Hedo Turkoglu coudn’t handle Gerald Wallace. It wasn’t even close. Antoine Wright was marginally better, but whatever benefit he brings is washed out by a non-existent offensive game on an offensively struggling team (tonight). Wallace abusing him wore Turkoglu out and he had a bad game overall, zero impact and looked like he was asleep. You can’t have Jose, Jack and Turkoglu all struggling at the same time, those are key contributors for us and nights off from even two of them usually doesn’t bode well. Both point guards were just as bad as they were good yesterday. Calderon was passive and Jack couldn’t find his shot. Raymond Felton started abusing Calderon on drives which is crazy because Felton can’t throw a rock in the ocean and should be give ample space to try his miserable jumper. You could see his confidence growing as the quarter went on and the lead started to build. You make this offensively-retarded team (2nd worst in the league) believe they can score at will and they become more aggressive. The 31 point fast-break edge is almost historical in its disparity.
What bothers me is that if it was a matter if ability, it would be more palatable, but you can actually feel that the effort is not there at times. They think they can just outscore teams, it worked against the pathetic Pacers but when facing a decent defensive team, it’s not going to fly.
The 3rd quarter, like the second was bad. In fact, Charlotte was +9, +12 and +17 in the final three quarters. Defensively, they did anything they wanted. They tore the ball away from the Raptors and went off on numerous fast breaks as we helplessly watched. At one point in the 3rd the fast break margin was 33-6. Sometimes it felt like a fast break even though all our players back. On one play Gerald Wallace collected a pass and cut into the middle of the lane, gathered himself and tomahawked it down. The Raptors barely moved. Why is Wallace being allowed unimpeded through the middle of the lane? Why isn’t someone on him like white on rice? There is no physical presence which can hope to intimidate anyone on this team, maybe Evans but who knows when he’ll be back. You need to make things a little uncomfortable for the other guy, bump him in the lane, grab some shorts, show some ambition! It really did feel like a fast break point.

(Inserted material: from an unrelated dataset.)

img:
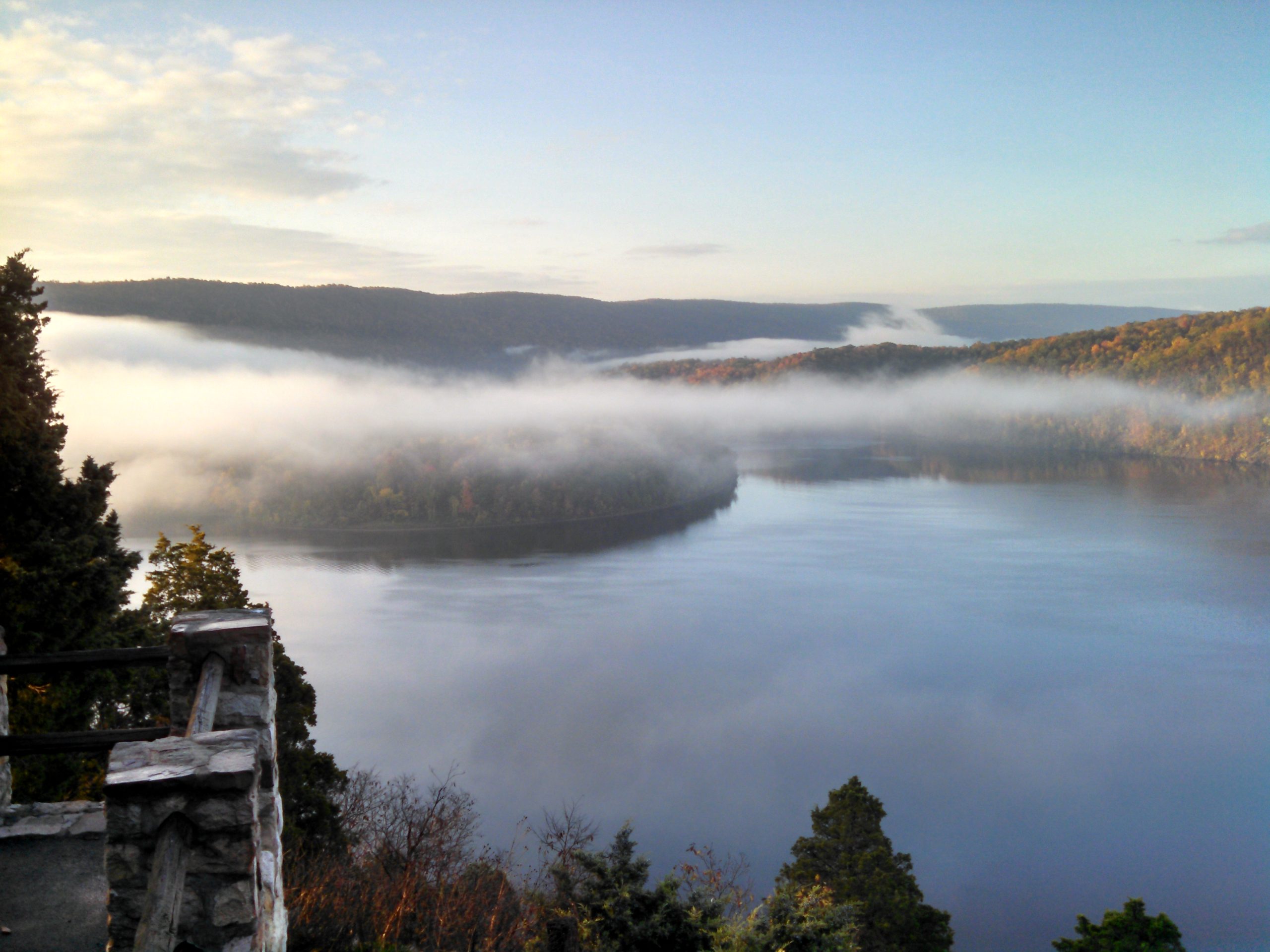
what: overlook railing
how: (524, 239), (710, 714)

By the end of the 3rd it was an 18 point lead but it may as well have been 60, we didn’t look potent enough to threaten anything and the 4th was just more punishment. The Raptors cannot handle athletic, hustling teams. Memphis outhustled them as well and they looked to be a worse team “on paper”. You can argue that these Bobcats are worse on paper as well, but you can’t quantify effort on paper, and that’s what the real difference is. Tonight was a damning example of that.